- From: John Cowan <cowan@mercury.ccil.org>
- Date: Wed, 27 Jun 2001 21:16:32 -0400 (EDT)
- To: Mike French <mfrench@atg.com>
- CC: www-xml-blueberry-comments@w3.org
Mike French scripsit: > > Does Unicode 3.1 require surrogates ? Yes, or more accurately it provides characters above U+FFFF. > I know that surrogate encoding schemes have existed for a while (ab initio), > and technically all Unicode processors should support them, > but AFAIK there were no actual blocks assigned in the full UCS-4 domain until 3.x. Until 3.1. > If supporting 3.1 implicitly requires that UTF-16 and UTF-8 processing supports > surrogates, because it has character blocks defined for the full UCS-4 domain, Not the full UCS-4 domain, only up to U+10FFFF. Code points beyond that will never be assigned to characters. > then this will break a lot of character handling implementations in the real world. > For example, I bet quite a few UTF-8 converters only handle 1, 2 or 3-byte sequences > (enough to hold 16-bit data), not the full 6(?) needed for surrogates.

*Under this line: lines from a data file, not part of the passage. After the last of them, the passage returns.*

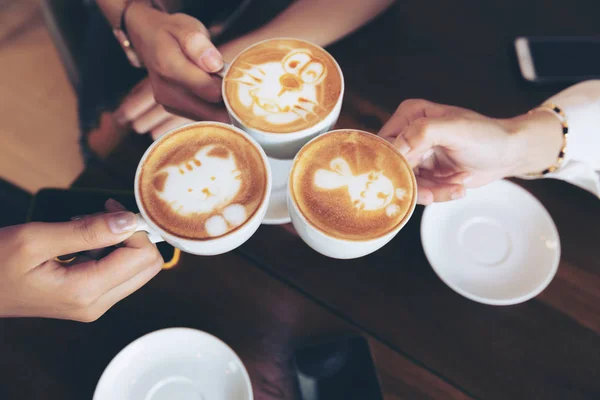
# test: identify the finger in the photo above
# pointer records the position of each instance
(195, 43)
(409, 111)
(442, 191)
(175, 68)
(138, 102)
(117, 267)
(179, 101)
(138, 239)
(424, 196)
(150, 119)
(426, 133)
(88, 233)
(168, 125)
(112, 205)
(118, 293)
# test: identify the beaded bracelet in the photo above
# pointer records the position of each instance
(560, 114)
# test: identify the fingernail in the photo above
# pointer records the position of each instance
(112, 203)
(424, 198)
(458, 194)
(402, 146)
(122, 222)
(212, 60)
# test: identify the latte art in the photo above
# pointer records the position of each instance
(205, 184)
(370, 191)
(202, 182)
(352, 185)
(282, 85)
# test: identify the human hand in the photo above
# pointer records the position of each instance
(452, 148)
(146, 116)
(33, 284)
(180, 59)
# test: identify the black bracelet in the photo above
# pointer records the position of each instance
(562, 117)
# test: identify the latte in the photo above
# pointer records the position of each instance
(352, 185)
(203, 181)
(282, 86)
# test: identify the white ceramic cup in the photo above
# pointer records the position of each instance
(334, 247)
(205, 247)
(284, 146)
(175, 363)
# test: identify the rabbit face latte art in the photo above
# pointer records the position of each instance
(282, 85)
(202, 182)
(352, 185)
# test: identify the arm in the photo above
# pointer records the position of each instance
(319, 21)
(581, 104)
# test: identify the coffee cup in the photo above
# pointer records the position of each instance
(349, 193)
(203, 187)
(283, 92)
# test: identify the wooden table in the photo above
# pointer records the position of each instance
(274, 293)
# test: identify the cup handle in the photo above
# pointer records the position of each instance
(144, 227)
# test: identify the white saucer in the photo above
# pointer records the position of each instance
(277, 213)
(497, 246)
(175, 363)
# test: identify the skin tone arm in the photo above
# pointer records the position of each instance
(305, 19)
(452, 148)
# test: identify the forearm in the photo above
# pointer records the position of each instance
(319, 21)
(537, 140)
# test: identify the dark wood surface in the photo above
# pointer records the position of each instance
(275, 293)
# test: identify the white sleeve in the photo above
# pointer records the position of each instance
(581, 104)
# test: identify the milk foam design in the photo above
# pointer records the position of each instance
(370, 191)
(283, 92)
(206, 184)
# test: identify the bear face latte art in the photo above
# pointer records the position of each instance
(202, 182)
(282, 86)
(352, 185)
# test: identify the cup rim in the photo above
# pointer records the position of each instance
(289, 135)
(227, 236)
(392, 231)
(167, 331)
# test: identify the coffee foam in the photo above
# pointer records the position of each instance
(202, 182)
(352, 185)
(283, 85)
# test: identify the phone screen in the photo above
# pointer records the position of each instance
(341, 369)
(59, 205)
(574, 58)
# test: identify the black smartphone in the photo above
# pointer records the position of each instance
(340, 369)
(59, 205)
(559, 59)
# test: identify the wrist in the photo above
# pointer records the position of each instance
(537, 140)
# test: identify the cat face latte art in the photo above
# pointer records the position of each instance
(282, 86)
(203, 181)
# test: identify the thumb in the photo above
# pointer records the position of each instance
(91, 232)
(195, 43)
(424, 134)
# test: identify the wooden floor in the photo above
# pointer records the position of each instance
(38, 122)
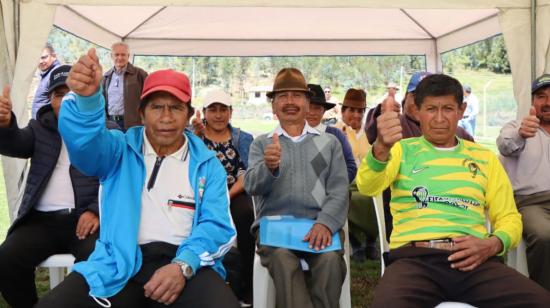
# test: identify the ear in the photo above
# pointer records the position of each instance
(141, 114)
(415, 110)
(462, 109)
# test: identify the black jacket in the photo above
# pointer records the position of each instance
(40, 141)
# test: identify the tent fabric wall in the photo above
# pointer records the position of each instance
(37, 16)
(516, 29)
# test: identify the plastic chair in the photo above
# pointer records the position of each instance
(264, 289)
(517, 259)
(385, 247)
(57, 265)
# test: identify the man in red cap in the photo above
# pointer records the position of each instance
(164, 206)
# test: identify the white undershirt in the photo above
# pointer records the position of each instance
(59, 193)
(167, 210)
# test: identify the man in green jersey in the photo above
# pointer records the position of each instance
(443, 190)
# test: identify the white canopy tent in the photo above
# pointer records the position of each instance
(263, 28)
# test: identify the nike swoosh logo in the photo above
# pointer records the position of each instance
(415, 171)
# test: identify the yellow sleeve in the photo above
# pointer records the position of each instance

UTF-8 converters should now handle 1, 2, 3, and 4-byte sequences. There is no need for 5-byte or 6-byte sequences. The warnings have been going down since Unicode 2.0. > And I also know that most Unicode implementations use unsigned short 16-bit > integers to hold character data, not full 32-bit integers. Then they can be UTF-16 implementations and be sure to obey UTF-16 rules (don't split surrogates). > Anything that hastens the day when surrogates appear in XML, > either explicitly or implicitly, is a very bad idea ! These characters are already allowed in XML 1.0 character content, and have been since 1998. Blueberry is about allowing them in names. > P.S. Your Unicode link points to XPointer ! > Is this a circular meta-reference ??? It's a bug. -- John Cowan cowan@ccil.org One art/there is/no less/no more/All things/to do/with sparks/galore --Douglas Hofstadter
Received on Wednesday, 27 June 2001 21:16:36 UTC